We must link the plan for creating military aviation with the plan for developing and strengthening the aircraft industry, and the latter must develop in close connection with civil aviation. And, I have no doubt, we, that is, the Red Army, its leading organs, will succeed in reaching an agreement with the Society of Friends of the Air Fleet on a joint programme in which we shall not impede each other and shall not order each other about, for in this matter comrades, bureaucratisation would be very dangerous. If the War Department were to try and subordinate this work to itself, issuing orders to all its branches, that would inevitably kill the material and ideological interest of the economic organs, the local soviets, the social organisations. The only possibility here is to reach an agreement which will allow the widest emulation, the widest initiative, to be exercised by the localities, the centre, the economic, departmental and cultural organs and organisations. And agree we can and must. We shall not set ourselves any unrealisable tasks. Our programme must march in step with the process of reviving the country’s economy, perhaps running just a certain distance ahead. It is not in vain that aviation is the tactical vanguard, the aerial cavalry, if you like, of human cultureit is therefore permissible for it to outstrip the heavier instruments of our material culture.

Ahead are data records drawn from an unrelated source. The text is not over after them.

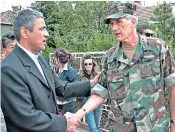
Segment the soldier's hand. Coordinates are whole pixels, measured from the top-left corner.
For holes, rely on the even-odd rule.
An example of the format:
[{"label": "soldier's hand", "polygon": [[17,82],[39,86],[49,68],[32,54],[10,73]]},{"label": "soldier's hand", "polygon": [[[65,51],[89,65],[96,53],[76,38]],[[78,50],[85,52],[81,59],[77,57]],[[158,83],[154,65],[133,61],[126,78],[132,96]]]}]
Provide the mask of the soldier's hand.
[{"label": "soldier's hand", "polygon": [[64,114],[67,119],[67,132],[73,132],[76,130],[76,128],[80,125],[81,119],[77,117],[75,114],[72,114],[70,112],[67,112]]},{"label": "soldier's hand", "polygon": [[94,77],[94,79],[90,81],[91,87],[94,87],[98,83],[101,74],[102,72],[98,72],[97,75]]}]

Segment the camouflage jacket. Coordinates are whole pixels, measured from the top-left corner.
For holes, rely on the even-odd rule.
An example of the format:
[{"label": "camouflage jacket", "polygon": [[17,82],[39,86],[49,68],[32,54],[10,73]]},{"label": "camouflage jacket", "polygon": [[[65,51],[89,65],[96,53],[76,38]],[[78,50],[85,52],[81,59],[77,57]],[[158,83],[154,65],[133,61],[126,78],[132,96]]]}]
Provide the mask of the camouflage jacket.
[{"label": "camouflage jacket", "polygon": [[164,41],[139,36],[132,61],[119,43],[104,55],[102,70],[110,132],[169,132],[164,88],[175,85],[175,63]]}]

But loss of contact must be avoided, through strict attention to the material basis. I do not doubt that those comrades from the localities who are present here at this meeting of the Society of Friends of the Air Fleet will take back with them a certain increased stock of interest, concern and love for this cause of exceptional importance. Our press – we firmly count on this – will provide the public opinion of our country with more and more circumstantial information about the air fleet and about aviation generally. The Society of Friends of the Air Fleet will spread its network as widely as possible. This network must not be absolutely centralised. The separate national republics can and doubtless will have their own independent societies, which will come to an agreement with us. In this sphere, comrades, emulation is the great creative principle, and bureaucratic centralisation not at all. And we shall achieve – there can be no doubt of this great and substantial successes.

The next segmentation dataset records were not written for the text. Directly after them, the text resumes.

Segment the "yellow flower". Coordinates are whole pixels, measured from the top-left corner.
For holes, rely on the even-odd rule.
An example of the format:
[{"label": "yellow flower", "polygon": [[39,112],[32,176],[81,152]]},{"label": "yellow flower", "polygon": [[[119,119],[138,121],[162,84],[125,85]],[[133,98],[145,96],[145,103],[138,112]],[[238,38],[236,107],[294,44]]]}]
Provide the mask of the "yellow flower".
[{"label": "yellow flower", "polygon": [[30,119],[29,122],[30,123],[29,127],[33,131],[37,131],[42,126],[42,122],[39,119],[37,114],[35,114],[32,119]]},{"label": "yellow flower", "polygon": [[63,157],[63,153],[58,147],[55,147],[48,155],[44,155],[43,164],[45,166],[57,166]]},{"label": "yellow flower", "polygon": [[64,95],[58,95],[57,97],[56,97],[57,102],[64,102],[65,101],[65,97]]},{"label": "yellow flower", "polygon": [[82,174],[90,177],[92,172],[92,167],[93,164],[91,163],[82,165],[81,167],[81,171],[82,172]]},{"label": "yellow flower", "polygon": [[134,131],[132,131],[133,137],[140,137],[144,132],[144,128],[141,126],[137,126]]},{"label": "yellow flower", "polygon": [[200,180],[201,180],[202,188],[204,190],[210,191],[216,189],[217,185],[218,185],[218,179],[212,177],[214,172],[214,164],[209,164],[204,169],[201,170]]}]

Comrades! Aviation is a serious weapon which threatens us. Those countries are the best equipped with aircraft which are the most hostile to us. We need to be clearly aware of that fact. But until we have developed our aviation, until we have created in our expanses a material, technical-cultural superstructure upon these, our existing expanses, until then we shall remain, owing to our backwardness, less vulnerable to foreign aircraft than any America, Britain, Belgium or France. In our disadvantages lie, for the time being, our advantages, and vice versa. Otherwise, comrades, how is it to be explained that a country like ours, a country which has suffered so much, a country which is, after all, a backward one, should today be standing by itself against the whole world, which is so splendidly armed, so rich, and above all, so rich in hatred of us?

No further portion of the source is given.